EM: type II pneumocyte with lamellar bodies
Note the concentric, lamellar bodies in the cytosol. These contain surfactant. The type II pneumocyte is also the repair cell of the lungs. When destroyed, as in RDS and ARDS, they contribute to the formation of hyaline membranes in both conditions.
Gram stain of sputum with Streptococcus pneumoniae
Note the gram positive, lancet shaped diplococci. S. pneumoniae is the MCC of typical, community acquired pneumonia and is treated with penicillin G
Lung: bronchopneumonia
Note the yellow white patches scattered throughout the lower lobe. These represent foci of consolidation in a patient with S. pneumoniae bronchopneumonia.
Lung: lobar pneumonia
Note the pale consolidation of the entire upper lobe. This is lobar pneumonia, which is also most commonly caused by S. pneumonia
Chest x-ray: right upper lobe lobar pneumonia
Note the consolidation in the right upper lobe. Grossly, it would have looked like the previous slide.

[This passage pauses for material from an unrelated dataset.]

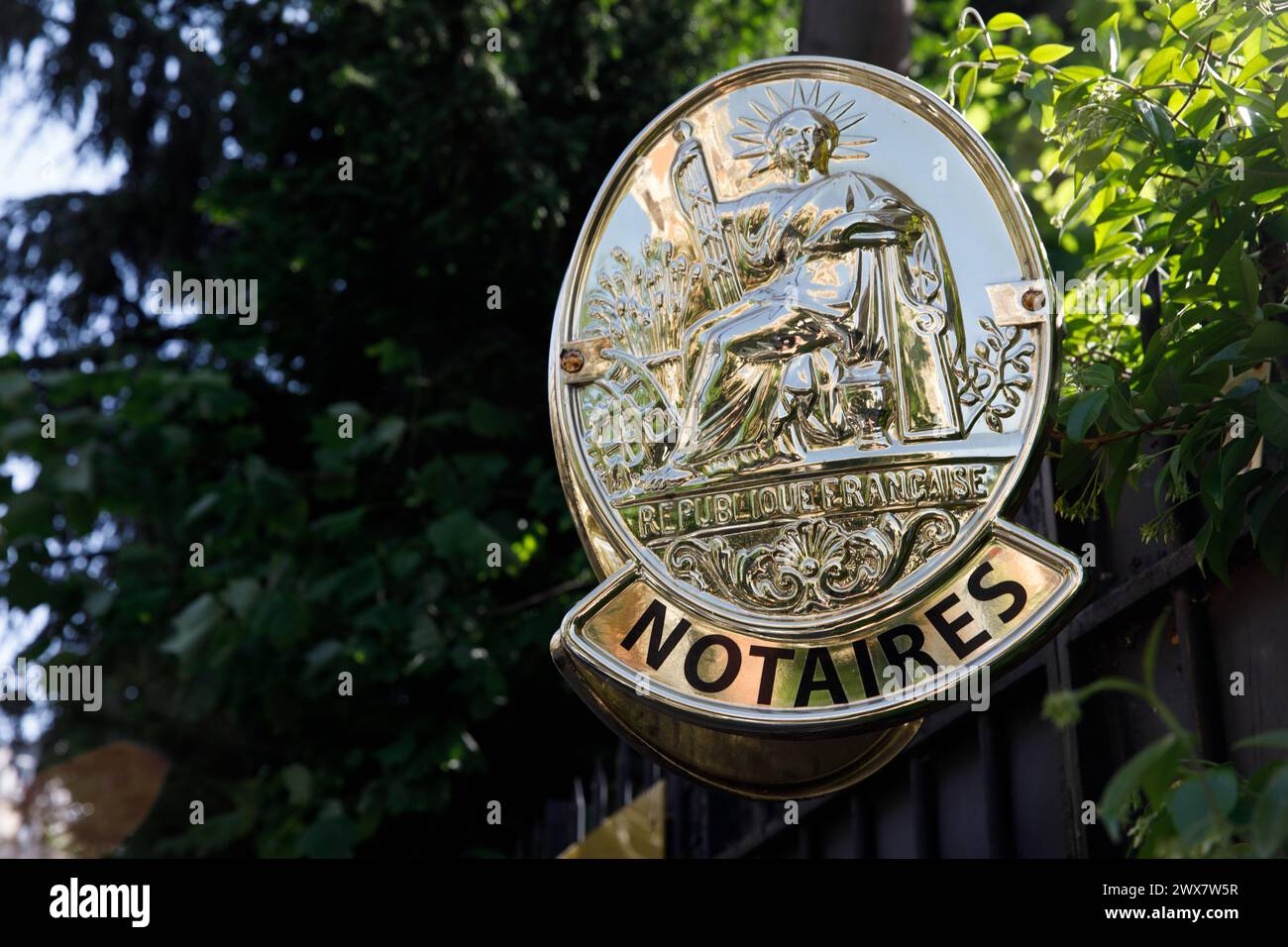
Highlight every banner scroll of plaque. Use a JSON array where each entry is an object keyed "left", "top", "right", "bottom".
[{"left": 550, "top": 56, "right": 1082, "bottom": 798}]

Gram stain of sputum in a cardiac transplant patient with pneumonia: Nocardiosis
Note the branched, gram positive, aerobic bacteria within the inflammatory infiltrate. These organisms are partially acid fast, unlike Actinomyces, which is a gram positive strict anaerobe.

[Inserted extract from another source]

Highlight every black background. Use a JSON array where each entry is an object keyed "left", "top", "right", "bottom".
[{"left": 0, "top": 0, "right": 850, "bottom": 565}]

X-ray of lateral neck: thumbprint sign of acute epiglottitis due to Hemophilus influenzae
Note the "thumbprint" appearance of the swollen epiglottis. Inspiratory stridor was present in this child.
Cavitary lesion in the right upper lobe: reactivation tuberculosis
Note the cavitary lesion lined by caseous material. The apex has the highest oxygen content, which explains why TB, a strict aerobe, enjoys this location. Cavitation occurs, since the patient has previously been exposed to TB, which causes an intense inflammatory reaction involving T cells and their cytokines.
Acid fast stain in TB
Mycolic acid in the cell wall is responsible for acid-fastness in TB.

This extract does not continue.